Frania Gillen-Buchert

Personal information
- Nationality: British (Scottish)
- Born: 13 November 1981 (age 44) Cape Town, South Africa

Sport
- Racquet used: Prince 03 Black
- Highest ranking: 53 (July 2003)

Medal record
Representing Scotland
National Championships
| Gold medal – first place | 2006, 2009, 2012 | singles |

= Frania Gillen-Buchert =

Scottish squash player (born 1981)

Frania Gillen-Buchert (born 13 November 1981) is a Scottish female former international squash player who competed at three Commonwealth Games. She made her international debut in 2000 and achieved her career-best ranking of 53 in 2003.

== Biography ==
Buchert graduated at the University of Stirling.

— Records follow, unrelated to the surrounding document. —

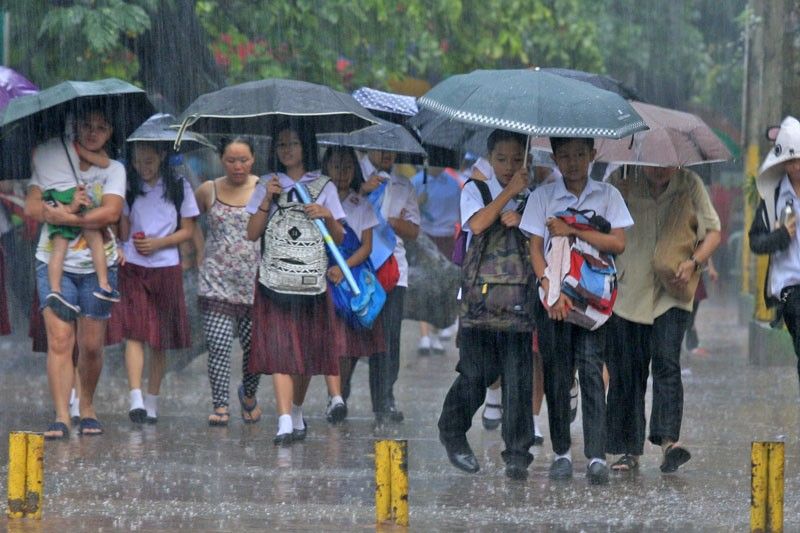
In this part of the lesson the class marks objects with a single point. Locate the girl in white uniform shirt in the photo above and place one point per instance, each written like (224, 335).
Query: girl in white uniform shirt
(305, 337)
(341, 165)
(153, 309)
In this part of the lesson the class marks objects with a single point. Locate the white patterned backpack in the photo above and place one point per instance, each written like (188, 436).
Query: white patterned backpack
(294, 260)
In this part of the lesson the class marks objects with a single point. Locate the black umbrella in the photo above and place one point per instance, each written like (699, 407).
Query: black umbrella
(32, 119)
(162, 128)
(255, 107)
(598, 80)
(383, 136)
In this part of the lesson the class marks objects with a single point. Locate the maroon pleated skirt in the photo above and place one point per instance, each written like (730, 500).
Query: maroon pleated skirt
(5, 324)
(152, 309)
(304, 337)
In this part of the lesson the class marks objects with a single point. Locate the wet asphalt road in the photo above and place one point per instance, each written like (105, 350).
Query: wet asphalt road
(183, 475)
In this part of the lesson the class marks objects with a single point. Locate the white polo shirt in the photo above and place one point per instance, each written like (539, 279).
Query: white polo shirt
(547, 200)
(399, 201)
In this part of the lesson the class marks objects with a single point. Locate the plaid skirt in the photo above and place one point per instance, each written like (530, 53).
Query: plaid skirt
(152, 309)
(303, 337)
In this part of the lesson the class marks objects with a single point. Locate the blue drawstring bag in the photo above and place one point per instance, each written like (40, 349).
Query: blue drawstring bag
(359, 312)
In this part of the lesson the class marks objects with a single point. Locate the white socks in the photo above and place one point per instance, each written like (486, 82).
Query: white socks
(137, 402)
(74, 405)
(297, 417)
(536, 431)
(151, 405)
(567, 456)
(284, 424)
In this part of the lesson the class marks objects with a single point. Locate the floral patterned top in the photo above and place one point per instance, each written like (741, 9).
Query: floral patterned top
(229, 267)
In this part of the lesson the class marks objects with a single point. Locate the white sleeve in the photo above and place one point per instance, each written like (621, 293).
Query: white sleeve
(329, 197)
(257, 197)
(116, 182)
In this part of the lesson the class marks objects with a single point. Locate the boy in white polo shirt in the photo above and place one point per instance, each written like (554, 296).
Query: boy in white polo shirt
(564, 345)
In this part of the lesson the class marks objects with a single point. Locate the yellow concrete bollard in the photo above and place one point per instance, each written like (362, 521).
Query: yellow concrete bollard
(758, 487)
(775, 452)
(17, 460)
(383, 481)
(399, 456)
(766, 500)
(34, 481)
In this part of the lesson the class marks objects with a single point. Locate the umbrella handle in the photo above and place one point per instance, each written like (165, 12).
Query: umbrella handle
(337, 255)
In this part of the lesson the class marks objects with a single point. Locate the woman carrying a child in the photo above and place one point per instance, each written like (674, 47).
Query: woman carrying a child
(78, 314)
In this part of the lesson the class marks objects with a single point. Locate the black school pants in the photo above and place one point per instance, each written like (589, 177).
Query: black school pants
(633, 348)
(484, 356)
(564, 347)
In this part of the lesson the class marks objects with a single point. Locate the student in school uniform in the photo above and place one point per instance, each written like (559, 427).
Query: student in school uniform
(341, 165)
(485, 354)
(158, 215)
(396, 205)
(564, 345)
(298, 337)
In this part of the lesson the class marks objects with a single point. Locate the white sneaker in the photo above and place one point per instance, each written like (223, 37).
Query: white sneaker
(424, 347)
(436, 345)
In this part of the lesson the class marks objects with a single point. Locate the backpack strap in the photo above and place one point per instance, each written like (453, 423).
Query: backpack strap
(483, 188)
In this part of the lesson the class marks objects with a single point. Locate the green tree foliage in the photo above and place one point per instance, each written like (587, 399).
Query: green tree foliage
(677, 53)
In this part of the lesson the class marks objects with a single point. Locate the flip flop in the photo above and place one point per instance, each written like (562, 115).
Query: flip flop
(57, 426)
(674, 456)
(91, 424)
(246, 409)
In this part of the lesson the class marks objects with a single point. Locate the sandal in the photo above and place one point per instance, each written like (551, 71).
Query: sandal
(219, 419)
(248, 410)
(674, 456)
(54, 427)
(90, 427)
(626, 463)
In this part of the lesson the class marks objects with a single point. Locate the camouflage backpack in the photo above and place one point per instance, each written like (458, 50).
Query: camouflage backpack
(497, 281)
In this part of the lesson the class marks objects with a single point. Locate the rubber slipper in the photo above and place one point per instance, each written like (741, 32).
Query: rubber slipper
(221, 421)
(246, 409)
(674, 456)
(90, 427)
(57, 426)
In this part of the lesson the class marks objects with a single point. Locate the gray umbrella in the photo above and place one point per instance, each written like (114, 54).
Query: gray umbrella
(382, 136)
(255, 108)
(163, 128)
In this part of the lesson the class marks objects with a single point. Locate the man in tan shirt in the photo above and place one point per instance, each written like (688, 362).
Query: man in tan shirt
(649, 320)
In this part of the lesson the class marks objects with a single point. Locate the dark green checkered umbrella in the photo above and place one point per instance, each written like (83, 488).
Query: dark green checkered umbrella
(534, 103)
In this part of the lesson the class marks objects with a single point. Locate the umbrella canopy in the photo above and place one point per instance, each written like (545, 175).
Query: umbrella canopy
(675, 139)
(383, 136)
(162, 128)
(598, 80)
(395, 108)
(255, 107)
(14, 84)
(534, 103)
(32, 119)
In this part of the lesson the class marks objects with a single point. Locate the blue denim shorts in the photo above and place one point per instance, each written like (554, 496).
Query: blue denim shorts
(77, 289)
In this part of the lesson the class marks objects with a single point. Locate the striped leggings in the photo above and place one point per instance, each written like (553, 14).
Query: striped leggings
(219, 331)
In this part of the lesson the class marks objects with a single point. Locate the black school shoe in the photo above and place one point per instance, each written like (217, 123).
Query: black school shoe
(560, 469)
(461, 455)
(597, 473)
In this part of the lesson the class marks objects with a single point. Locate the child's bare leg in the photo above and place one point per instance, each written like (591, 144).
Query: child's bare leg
(94, 238)
(55, 267)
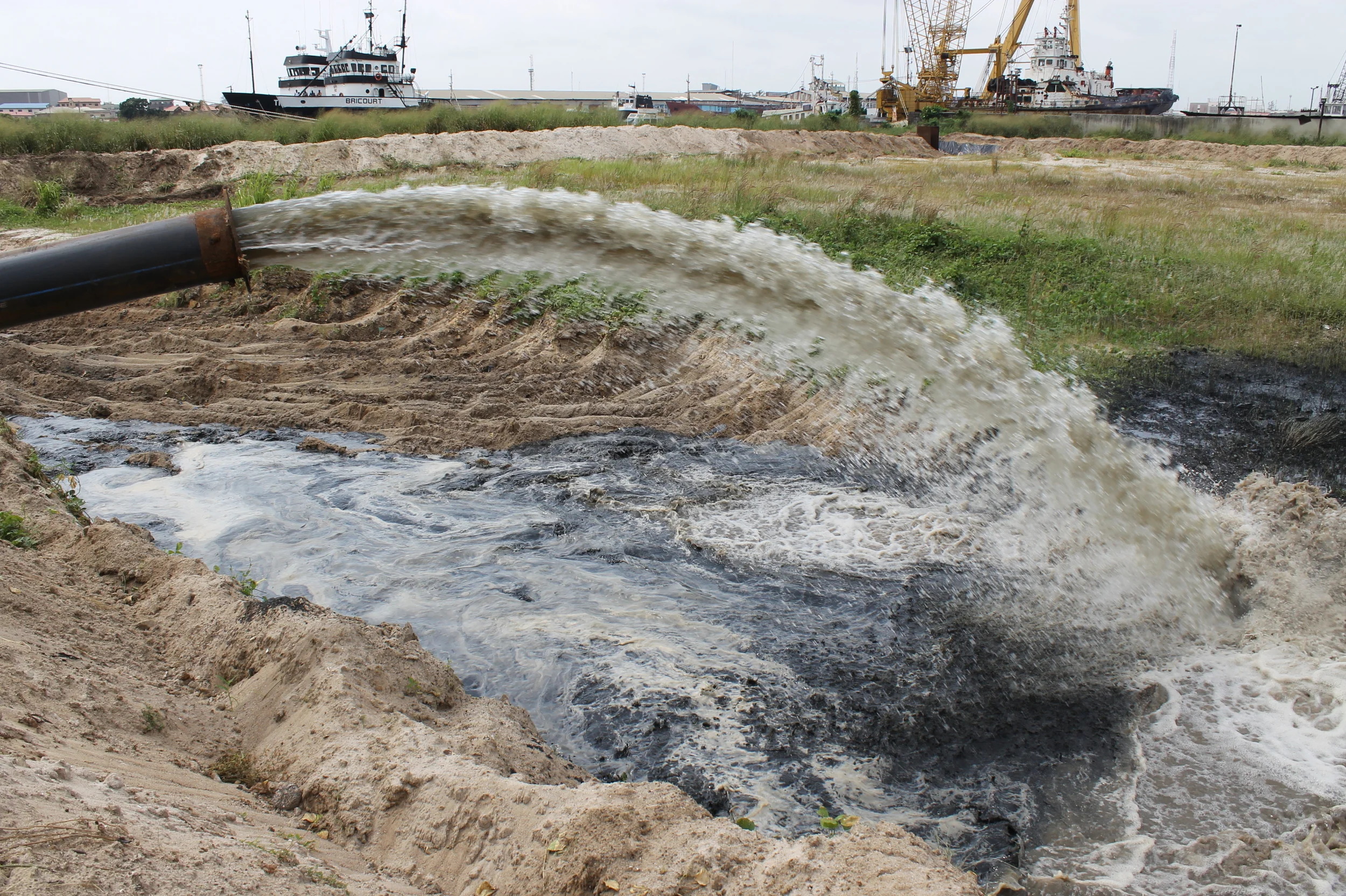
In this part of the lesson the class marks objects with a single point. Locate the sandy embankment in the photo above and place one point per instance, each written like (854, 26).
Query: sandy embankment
(125, 671)
(181, 174)
(431, 369)
(420, 787)
(1189, 150)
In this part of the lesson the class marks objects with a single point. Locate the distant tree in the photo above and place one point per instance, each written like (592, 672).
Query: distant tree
(134, 108)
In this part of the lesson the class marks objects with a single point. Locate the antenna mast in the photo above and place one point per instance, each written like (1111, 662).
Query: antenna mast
(251, 69)
(1173, 58)
(1232, 66)
(402, 42)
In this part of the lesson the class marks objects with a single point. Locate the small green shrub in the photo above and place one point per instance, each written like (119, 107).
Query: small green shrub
(836, 824)
(236, 768)
(152, 720)
(246, 582)
(14, 531)
(47, 197)
(255, 189)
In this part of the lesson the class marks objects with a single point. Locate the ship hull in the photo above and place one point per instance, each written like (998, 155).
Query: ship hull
(1130, 101)
(313, 107)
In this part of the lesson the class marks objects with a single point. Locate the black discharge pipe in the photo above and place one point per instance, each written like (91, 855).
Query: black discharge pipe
(119, 265)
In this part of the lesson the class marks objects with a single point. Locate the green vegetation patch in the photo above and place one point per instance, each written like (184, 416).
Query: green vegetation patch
(236, 768)
(15, 532)
(1065, 294)
(45, 135)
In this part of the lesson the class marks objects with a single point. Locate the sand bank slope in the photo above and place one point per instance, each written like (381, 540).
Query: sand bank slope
(431, 368)
(125, 672)
(1190, 150)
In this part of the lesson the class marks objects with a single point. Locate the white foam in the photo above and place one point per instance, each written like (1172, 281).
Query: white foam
(959, 404)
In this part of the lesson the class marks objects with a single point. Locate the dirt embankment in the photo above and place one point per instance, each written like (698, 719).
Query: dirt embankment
(431, 368)
(127, 672)
(181, 174)
(1193, 150)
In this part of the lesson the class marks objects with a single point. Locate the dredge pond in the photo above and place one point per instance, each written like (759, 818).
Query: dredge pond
(770, 630)
(995, 620)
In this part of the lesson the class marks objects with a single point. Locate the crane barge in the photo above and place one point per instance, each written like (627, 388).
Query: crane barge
(1054, 81)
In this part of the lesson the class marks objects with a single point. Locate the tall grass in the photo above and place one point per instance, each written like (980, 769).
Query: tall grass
(1030, 125)
(45, 135)
(1088, 267)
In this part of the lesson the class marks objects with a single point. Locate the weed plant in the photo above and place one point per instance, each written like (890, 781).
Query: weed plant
(14, 531)
(45, 135)
(236, 768)
(1088, 267)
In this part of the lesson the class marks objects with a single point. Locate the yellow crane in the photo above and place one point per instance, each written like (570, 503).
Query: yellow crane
(938, 29)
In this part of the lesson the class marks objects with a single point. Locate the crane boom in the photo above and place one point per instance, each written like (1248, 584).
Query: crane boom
(1010, 45)
(1073, 22)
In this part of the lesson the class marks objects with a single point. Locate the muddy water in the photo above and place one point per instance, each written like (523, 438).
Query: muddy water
(998, 620)
(680, 610)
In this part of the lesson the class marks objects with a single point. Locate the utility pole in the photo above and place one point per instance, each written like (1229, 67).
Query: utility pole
(251, 69)
(1232, 66)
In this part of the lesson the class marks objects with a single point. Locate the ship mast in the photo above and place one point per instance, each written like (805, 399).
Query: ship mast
(1073, 26)
(402, 42)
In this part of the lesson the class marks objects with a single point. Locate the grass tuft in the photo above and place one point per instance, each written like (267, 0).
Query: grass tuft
(236, 768)
(15, 532)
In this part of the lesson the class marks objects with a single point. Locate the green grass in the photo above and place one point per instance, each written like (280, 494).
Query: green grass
(45, 135)
(15, 532)
(1088, 267)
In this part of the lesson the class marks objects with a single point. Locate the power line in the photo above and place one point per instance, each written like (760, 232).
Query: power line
(123, 88)
(93, 84)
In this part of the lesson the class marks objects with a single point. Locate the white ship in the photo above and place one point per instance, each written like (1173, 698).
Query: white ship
(362, 74)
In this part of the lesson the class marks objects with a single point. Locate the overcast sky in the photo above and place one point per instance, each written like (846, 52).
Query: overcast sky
(602, 45)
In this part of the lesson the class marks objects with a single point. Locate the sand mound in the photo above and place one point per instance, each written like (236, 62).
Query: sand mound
(178, 174)
(125, 672)
(432, 369)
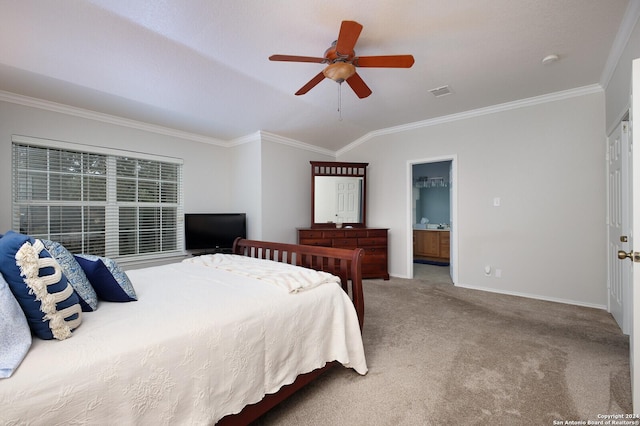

Buchert represented the Scottish team at the 2006 Commonwealth Games in Melbourne, Australia, where she competed with Louise Philip in the women's doubles.

She represented the Scottish team at the 2010 Commonwealth Games in Delhi, India, where she competed in the singles and doubles events reaching the quarter-finals of the women's doubles with Lisa Aitken.

Buchert then competed at a third the Commonwealth Games in 2014 representing Scotland. where she competed in the doubles events.

She was a three-times national singles champion at the Scottish National Squash Championships in 2006, 2009 and 2012.

After the 2014 Commonwealth Games, she retired from international squash competitions, ending her 17-year squash career.